The situation should come as no surprise to lame duck CIRM Chairman Robert Klein, who stunned the agency's governing board in 2009 with similar news. Additionally, in December of last year, only days after he told the CIRM directors Finance Subcommittee that no funding problems existed, Klein warned the full board that it was "essential" that the agency quickly provide assurances of "reliability of our funding."
Klein, a real estate investment banker, considers himself something of a government bond expert because of his experience with housing bonds. He says he and a handful of associates crafted the ballot initiative that created CIRM, Prop. 71, to avoid the financial vagaries that have plagued the NIH. To do that, he relied on borrowed money (state bonds), which makes everything CIRM does cost twice as much as it would on a normal basis. For example, the $20 million grant to scientist Dennis Carson at UC San Diego actually will cost state taxpayers about $40 million because of the interest on the borrowing. Interest costs for CIRM currently run $200,000 a day on the $1 billion it has borrowed so far.
Klein's plan assumed that the state would regularly issue bonds. However, beginning last January, the state suspended the sales of bonds for six months to avoid $248 million in additional interest costs. Today, the state budget remains many billions in the red, and most signs point to continuation of that bond delay decision.

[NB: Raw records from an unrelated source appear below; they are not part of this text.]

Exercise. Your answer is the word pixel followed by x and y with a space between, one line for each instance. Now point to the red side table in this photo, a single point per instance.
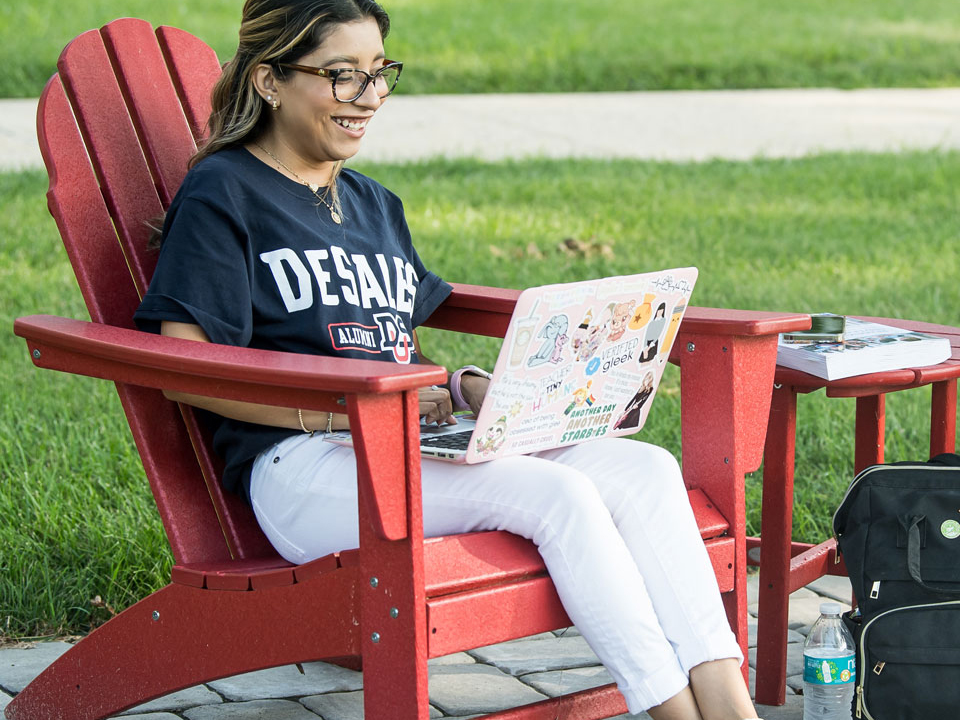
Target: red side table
pixel 786 566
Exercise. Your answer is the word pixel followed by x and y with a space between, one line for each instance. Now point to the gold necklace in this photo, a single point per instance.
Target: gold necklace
pixel 314 188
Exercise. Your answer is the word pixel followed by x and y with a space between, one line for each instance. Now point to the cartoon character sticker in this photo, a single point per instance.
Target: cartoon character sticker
pixel 554 336
pixel 642 313
pixel 581 398
pixel 673 327
pixel 622 312
pixel 493 437
pixel 651 339
pixel 630 417
pixel 589 335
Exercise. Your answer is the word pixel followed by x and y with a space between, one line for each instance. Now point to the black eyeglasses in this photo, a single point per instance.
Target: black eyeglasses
pixel 350 83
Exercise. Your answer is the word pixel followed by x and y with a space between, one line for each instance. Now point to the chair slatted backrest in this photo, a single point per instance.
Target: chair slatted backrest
pixel 117 125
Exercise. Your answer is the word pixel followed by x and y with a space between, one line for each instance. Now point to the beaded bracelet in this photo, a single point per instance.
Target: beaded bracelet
pixel 456 394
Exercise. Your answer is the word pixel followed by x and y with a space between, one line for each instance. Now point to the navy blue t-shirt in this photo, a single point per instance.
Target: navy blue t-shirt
pixel 255 259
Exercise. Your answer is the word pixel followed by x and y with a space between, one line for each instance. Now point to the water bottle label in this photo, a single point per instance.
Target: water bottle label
pixel 829 671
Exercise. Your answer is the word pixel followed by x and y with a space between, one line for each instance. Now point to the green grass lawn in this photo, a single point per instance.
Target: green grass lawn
pixel 868 234
pixel 572 45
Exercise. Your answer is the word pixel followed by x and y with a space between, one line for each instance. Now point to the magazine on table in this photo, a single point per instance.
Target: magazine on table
pixel 864 347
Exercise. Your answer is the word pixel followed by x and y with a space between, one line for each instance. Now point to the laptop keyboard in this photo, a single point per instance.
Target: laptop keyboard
pixel 450 441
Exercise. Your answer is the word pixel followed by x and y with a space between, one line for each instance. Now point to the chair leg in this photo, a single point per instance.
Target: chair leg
pixel 775 548
pixel 943 417
pixel 871 425
pixel 193 636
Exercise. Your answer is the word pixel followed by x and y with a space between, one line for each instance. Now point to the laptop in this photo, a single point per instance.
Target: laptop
pixel 579 361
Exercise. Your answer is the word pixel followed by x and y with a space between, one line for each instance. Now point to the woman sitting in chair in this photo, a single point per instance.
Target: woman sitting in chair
pixel 271 243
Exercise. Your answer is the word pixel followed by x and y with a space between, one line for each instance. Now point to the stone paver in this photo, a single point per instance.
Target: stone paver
pixel 538 655
pixel 177 702
pixel 833 586
pixel 455 659
pixel 469 689
pixel 253 710
pixel 19 666
pixel 794 658
pixel 560 682
pixel 343 706
pixel 791 710
pixel 287 681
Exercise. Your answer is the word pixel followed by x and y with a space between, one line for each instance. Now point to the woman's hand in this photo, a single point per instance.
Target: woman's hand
pixel 436 406
pixel 473 388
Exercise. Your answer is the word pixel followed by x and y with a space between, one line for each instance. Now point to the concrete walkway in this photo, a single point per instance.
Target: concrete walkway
pixel 734 124
pixel 462 685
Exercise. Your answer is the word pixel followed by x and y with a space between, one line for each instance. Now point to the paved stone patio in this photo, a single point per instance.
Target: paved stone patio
pixel 464 685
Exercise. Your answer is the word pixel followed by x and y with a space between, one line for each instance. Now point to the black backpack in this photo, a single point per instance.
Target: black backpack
pixel 898 530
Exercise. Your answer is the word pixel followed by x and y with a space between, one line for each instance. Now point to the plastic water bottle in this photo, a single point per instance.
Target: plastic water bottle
pixel 829 667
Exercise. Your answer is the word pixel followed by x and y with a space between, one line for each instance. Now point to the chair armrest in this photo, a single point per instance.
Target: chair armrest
pixel 264 376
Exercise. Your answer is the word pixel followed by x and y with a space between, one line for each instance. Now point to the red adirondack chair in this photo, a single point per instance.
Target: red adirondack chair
pixel 117 125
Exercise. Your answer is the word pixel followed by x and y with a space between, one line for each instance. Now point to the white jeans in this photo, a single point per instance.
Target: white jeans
pixel 611 520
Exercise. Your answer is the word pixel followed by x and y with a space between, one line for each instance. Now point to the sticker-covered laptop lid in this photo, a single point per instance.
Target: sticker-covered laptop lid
pixel 581 361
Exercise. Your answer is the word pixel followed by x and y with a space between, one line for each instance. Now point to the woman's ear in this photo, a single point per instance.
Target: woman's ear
pixel 265 83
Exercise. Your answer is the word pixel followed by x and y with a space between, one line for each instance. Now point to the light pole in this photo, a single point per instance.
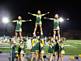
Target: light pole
pixel 5 21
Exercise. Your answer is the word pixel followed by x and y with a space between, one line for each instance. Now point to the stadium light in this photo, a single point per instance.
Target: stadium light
pixel 5 20
pixel 61 19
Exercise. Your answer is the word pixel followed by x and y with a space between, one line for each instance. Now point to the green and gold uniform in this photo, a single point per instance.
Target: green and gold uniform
pixel 42 46
pixel 38 19
pixel 56 24
pixel 50 49
pixel 62 51
pixel 19 26
pixel 35 45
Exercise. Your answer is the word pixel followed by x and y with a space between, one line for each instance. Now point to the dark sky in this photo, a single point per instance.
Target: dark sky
pixel 67 9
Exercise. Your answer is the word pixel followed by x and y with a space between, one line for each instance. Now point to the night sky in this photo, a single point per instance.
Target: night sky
pixel 66 9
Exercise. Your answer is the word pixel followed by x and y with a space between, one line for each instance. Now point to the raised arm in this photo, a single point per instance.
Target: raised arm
pixel 45 14
pixel 26 20
pixel 32 14
pixel 14 21
pixel 49 18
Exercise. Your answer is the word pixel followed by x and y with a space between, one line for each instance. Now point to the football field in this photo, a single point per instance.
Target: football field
pixel 72 47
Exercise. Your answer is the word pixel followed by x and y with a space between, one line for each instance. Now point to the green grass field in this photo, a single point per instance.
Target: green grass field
pixel 72 47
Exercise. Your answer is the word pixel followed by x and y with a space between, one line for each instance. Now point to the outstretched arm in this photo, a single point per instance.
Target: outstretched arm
pixel 45 14
pixel 26 21
pixel 32 14
pixel 49 18
pixel 14 21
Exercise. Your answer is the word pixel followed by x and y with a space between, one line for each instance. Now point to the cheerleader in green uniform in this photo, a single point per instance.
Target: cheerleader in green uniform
pixel 56 25
pixel 34 49
pixel 19 26
pixel 42 43
pixel 51 49
pixel 38 21
pixel 62 51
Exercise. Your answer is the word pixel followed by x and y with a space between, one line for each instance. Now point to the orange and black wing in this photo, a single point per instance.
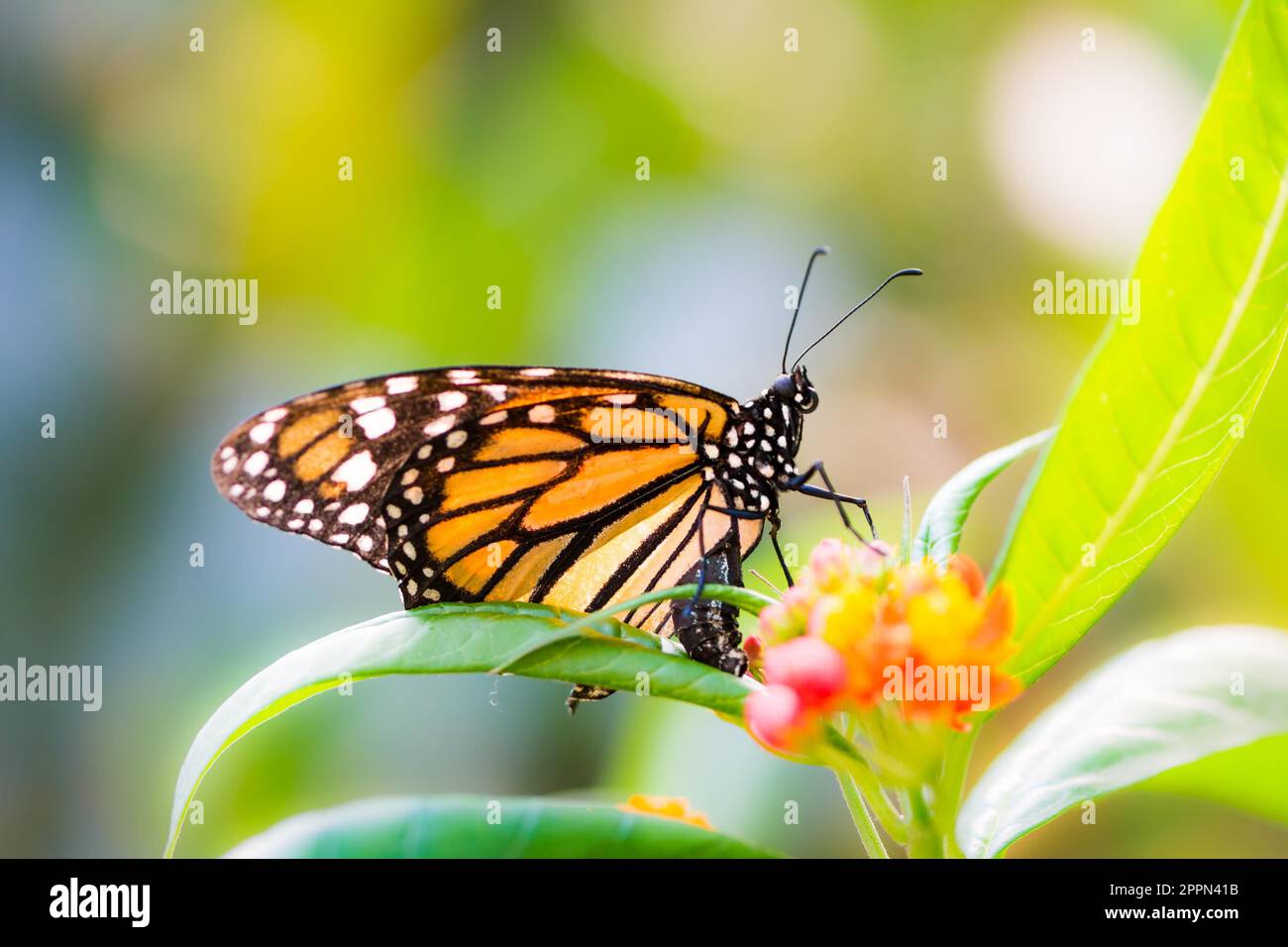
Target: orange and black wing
pixel 580 502
pixel 571 486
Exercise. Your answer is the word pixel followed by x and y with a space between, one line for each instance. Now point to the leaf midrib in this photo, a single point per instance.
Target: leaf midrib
pixel 1181 418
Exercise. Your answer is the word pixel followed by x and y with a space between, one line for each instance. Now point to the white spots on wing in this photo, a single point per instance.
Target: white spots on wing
pixel 450 401
pixel 356 472
pixel 441 425
pixel 377 423
pixel 355 514
pixel 256 463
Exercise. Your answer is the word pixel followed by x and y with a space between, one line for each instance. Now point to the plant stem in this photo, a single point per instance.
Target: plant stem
pixel 870 788
pixel 863 822
pixel 948 797
pixel 923 836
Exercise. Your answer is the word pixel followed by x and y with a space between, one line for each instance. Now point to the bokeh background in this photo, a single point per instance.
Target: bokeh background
pixel 516 169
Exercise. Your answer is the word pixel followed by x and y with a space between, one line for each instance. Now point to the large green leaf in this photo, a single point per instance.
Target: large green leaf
pixel 1160 705
pixel 478 827
pixel 528 639
pixel 1163 401
pixel 940 528
pixel 1249 777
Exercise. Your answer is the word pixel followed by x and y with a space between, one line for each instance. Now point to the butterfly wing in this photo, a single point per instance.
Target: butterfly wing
pixel 578 502
pixel 550 472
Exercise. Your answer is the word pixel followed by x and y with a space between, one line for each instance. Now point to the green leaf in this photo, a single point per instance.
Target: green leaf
pixel 940 528
pixel 477 827
pixel 1249 777
pixel 1163 399
pixel 1160 705
pixel 454 638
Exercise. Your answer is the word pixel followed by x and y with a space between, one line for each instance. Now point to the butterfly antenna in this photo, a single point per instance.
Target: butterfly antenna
pixel 800 298
pixel 867 299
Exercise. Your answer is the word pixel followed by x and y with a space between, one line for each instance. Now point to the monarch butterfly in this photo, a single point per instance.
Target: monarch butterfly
pixel 576 487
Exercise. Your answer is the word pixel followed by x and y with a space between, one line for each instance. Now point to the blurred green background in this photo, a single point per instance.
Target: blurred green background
pixel 516 169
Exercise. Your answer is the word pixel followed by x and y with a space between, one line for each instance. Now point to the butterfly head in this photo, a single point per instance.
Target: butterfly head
pixel 797 390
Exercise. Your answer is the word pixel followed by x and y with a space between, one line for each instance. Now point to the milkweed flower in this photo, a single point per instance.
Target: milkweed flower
pixel 866 635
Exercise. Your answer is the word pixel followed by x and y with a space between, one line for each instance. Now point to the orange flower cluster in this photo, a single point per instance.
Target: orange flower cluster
pixel 859 630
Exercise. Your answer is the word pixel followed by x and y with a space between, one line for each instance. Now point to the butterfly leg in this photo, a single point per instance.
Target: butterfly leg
pixel 800 484
pixel 702 552
pixel 774 526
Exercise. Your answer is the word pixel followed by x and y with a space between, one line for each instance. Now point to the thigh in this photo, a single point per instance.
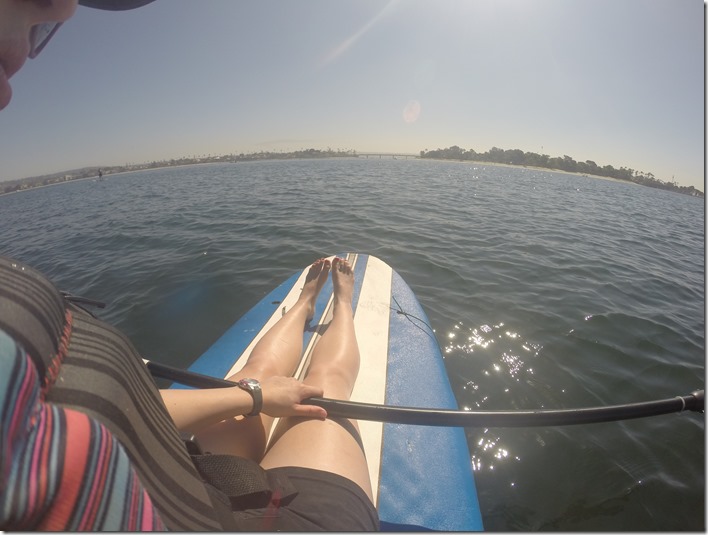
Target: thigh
pixel 243 436
pixel 331 445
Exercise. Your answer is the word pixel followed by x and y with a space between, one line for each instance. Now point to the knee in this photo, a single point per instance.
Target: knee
pixel 335 383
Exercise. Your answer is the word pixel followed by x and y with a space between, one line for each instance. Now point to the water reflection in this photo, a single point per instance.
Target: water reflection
pixel 502 373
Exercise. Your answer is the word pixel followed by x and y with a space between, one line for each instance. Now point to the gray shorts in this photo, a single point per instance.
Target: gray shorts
pixel 324 502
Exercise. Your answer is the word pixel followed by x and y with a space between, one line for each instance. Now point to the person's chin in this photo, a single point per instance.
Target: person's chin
pixel 5 89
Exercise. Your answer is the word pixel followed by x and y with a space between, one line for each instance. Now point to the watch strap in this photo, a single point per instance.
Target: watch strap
pixel 253 387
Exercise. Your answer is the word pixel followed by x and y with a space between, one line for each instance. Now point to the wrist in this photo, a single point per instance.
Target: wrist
pixel 253 387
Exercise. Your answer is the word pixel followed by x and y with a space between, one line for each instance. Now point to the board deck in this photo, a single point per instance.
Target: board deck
pixel 421 476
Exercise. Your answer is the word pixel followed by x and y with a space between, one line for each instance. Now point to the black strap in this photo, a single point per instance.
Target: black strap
pixel 244 481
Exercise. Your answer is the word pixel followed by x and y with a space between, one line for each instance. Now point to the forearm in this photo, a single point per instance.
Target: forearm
pixel 193 410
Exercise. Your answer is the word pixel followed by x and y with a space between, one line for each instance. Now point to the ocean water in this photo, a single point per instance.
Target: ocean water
pixel 545 290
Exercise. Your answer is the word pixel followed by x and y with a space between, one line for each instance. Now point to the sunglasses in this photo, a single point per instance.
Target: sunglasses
pixel 40 35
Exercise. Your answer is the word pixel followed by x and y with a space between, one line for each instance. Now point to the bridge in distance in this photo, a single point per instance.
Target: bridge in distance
pixel 389 155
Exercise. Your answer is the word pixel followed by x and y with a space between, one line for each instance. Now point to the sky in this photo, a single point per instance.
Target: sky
pixel 619 82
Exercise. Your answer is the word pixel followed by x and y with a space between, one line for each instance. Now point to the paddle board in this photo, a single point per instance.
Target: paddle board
pixel 421 476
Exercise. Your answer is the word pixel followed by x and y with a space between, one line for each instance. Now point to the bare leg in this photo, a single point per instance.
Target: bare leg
pixel 328 445
pixel 277 353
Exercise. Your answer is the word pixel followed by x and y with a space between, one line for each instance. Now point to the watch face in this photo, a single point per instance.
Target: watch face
pixel 250 383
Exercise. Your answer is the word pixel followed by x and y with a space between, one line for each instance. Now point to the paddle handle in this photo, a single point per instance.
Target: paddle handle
pixel 456 418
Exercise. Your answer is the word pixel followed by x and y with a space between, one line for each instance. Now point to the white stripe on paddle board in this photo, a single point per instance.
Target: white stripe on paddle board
pixel 325 319
pixel 286 304
pixel 371 321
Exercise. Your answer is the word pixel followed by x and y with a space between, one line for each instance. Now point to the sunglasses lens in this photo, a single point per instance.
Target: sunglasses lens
pixel 40 36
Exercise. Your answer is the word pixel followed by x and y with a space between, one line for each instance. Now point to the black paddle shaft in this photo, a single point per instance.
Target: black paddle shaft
pixel 456 418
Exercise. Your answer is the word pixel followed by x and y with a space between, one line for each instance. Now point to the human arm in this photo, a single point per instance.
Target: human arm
pixel 193 410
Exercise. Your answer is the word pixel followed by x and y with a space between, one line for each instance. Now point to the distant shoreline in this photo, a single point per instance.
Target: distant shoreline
pixel 534 168
pixel 310 154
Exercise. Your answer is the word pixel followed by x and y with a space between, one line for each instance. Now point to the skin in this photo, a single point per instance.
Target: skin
pixel 16 20
pixel 304 437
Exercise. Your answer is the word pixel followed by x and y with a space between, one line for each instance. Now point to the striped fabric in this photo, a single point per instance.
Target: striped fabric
pixel 89 367
pixel 61 470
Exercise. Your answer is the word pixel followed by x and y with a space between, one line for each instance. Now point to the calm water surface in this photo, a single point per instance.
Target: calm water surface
pixel 545 291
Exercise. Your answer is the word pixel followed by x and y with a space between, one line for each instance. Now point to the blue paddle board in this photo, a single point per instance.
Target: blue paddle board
pixel 421 476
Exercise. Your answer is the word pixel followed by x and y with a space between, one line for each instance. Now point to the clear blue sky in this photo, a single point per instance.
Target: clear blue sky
pixel 619 82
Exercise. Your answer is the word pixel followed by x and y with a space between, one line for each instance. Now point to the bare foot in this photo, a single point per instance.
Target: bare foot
pixel 314 281
pixel 343 280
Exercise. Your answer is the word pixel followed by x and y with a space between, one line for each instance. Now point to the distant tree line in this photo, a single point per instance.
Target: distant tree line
pixel 566 163
pixel 22 184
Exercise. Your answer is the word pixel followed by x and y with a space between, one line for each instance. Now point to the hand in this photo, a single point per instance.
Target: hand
pixel 282 397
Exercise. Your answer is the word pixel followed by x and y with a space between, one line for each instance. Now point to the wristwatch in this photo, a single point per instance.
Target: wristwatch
pixel 253 387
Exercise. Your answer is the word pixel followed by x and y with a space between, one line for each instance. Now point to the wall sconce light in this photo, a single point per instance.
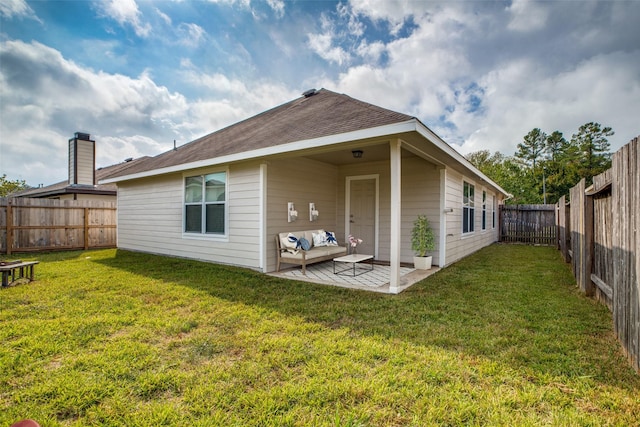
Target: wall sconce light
pixel 313 213
pixel 292 213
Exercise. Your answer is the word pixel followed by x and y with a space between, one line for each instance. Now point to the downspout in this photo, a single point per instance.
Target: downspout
pixel 442 246
pixel 396 214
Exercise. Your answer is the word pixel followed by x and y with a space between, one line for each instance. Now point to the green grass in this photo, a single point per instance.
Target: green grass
pixel 118 338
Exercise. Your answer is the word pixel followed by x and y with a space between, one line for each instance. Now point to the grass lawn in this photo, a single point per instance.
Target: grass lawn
pixel 119 338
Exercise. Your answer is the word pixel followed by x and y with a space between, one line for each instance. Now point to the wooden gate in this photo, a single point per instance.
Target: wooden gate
pixel 47 224
pixel 532 224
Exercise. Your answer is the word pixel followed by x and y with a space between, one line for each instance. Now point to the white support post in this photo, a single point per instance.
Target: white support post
pixel 396 212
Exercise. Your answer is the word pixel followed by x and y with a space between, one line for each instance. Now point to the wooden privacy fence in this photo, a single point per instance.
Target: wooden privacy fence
pixel 47 224
pixel 533 224
pixel 598 236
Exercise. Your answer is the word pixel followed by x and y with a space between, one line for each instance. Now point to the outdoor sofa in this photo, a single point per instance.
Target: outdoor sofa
pixel 322 246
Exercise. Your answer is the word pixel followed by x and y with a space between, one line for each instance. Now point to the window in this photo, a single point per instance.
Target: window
pixel 484 210
pixel 468 209
pixel 493 211
pixel 205 203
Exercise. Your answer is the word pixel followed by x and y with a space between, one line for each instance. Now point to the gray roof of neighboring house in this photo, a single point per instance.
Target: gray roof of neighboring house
pixel 64 187
pixel 321 113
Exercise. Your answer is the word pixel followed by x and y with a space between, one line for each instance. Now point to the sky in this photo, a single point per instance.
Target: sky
pixel 138 75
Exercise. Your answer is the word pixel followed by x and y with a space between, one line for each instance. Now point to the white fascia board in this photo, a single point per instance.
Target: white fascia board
pixel 408 126
pixel 446 148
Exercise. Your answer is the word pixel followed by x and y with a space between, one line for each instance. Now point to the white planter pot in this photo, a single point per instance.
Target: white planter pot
pixel 422 262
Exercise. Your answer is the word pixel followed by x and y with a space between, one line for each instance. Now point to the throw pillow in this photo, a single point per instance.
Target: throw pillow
pixel 331 239
pixel 291 243
pixel 319 238
pixel 304 244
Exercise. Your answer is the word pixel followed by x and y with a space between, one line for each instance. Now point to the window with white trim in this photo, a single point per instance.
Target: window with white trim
pixel 205 204
pixel 468 208
pixel 484 210
pixel 493 211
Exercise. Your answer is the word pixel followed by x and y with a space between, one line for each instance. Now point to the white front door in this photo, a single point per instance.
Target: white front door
pixel 362 212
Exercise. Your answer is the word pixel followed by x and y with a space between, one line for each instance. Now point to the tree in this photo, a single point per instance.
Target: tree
pixel 555 145
pixel 592 149
pixel 8 187
pixel 533 147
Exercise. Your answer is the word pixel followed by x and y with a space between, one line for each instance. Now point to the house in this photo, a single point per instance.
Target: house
pixel 83 175
pixel 368 171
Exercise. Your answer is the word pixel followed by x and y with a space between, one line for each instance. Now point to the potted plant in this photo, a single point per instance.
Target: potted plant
pixel 422 241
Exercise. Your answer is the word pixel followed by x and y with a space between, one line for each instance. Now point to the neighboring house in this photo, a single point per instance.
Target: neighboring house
pixel 369 172
pixel 83 175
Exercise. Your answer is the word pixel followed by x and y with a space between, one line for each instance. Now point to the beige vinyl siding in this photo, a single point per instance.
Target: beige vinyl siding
pixel 150 218
pixel 458 245
pixel 300 181
pixel 420 194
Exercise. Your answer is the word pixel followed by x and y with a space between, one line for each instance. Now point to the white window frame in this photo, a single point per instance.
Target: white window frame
pixel 203 203
pixel 483 220
pixel 493 212
pixel 468 205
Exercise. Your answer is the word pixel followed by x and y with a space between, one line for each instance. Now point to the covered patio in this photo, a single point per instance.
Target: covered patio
pixel 376 280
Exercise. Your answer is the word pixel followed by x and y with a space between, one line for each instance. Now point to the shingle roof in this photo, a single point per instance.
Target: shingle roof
pixel 322 114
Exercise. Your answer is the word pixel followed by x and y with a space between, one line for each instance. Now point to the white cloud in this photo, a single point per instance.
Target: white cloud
pixel 322 44
pixel 462 73
pixel 277 6
pixel 125 12
pixel 51 98
pixel 17 9
pixel 527 15
pixel 165 18
pixel 192 35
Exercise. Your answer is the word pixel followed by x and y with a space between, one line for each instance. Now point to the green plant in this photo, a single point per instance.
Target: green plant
pixel 422 237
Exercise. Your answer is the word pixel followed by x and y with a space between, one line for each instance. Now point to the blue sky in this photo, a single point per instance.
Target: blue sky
pixel 138 75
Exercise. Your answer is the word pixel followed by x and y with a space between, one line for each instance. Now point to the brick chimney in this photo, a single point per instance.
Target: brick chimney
pixel 82 160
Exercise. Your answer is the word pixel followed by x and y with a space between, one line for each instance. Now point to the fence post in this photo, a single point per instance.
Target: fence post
pixel 86 229
pixel 589 287
pixel 9 226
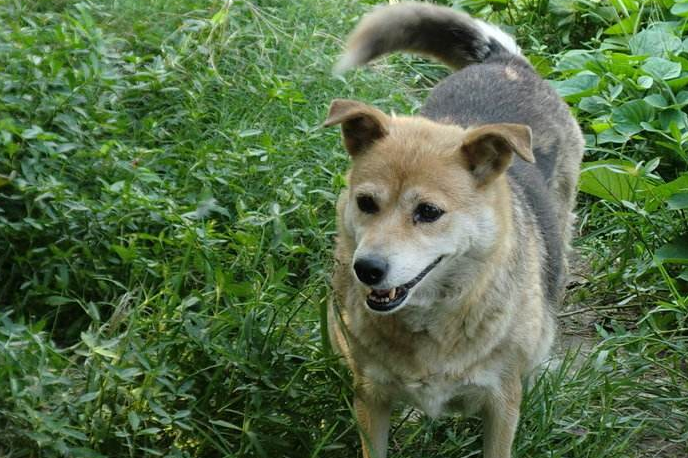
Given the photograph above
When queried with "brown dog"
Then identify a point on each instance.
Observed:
(451, 247)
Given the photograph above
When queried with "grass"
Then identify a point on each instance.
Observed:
(166, 224)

Two days ago, The Bond Buyer financial newspaper reported that state Treasurer Bill Lockyer will not sell bonds until the state budget is balanced. Reporter Rich Saskal quoted Lockyer's spokesman, Tom Dresslar, as saying,
"The bottom line in terms of (revenue anticipation notes) and infrastructure bonds is the timely adoption of a balanced budget."The California Stem Cell Report first discussed the bond sale problem on March 23. That was before the collapse of budget negotiations in Sacramento. The situation is much more serious today.
At this point, a balanced state budget is not likely to occur unless voters approve in November tax increases – which they have previously rejected -- through a ballot initiative that is yet to be written. Even then, bond sales are not likely until sometime in 2012, according to Lockyer.
While CIRM says it has sufficient cash on hand to deal with its existing obligations until June of 2012, the agency's timetable calls for new grant rounds to continue to move forward aggressively this year and next. Extreme pressure will be felt in the treasurer's office from competing interests for urgent and early bond sales when they resume. And a good possibility exists that CIRM bond sales will not come up in the first round in 2012, assuming sales are resumed then.
On May 3-4, the 29 directors of the stem cell agency are scheduled to meet in Los Angeles. High on their agenda should be a discussion of finances and alternatives to ensure that CIRM's grant programs continue to move forward – albeit slowly -- even if bond revenues do not materialize until well into next year. Delay could be the operative response. Postponing new grant programs, RFAs for existing efforts and even payments to researchers and institutions – all could be on the table. One additional matter to discuss – designation of someone to deal with the full range of bond issues, given that Klein is leaving his post in less than three months, if not sooner.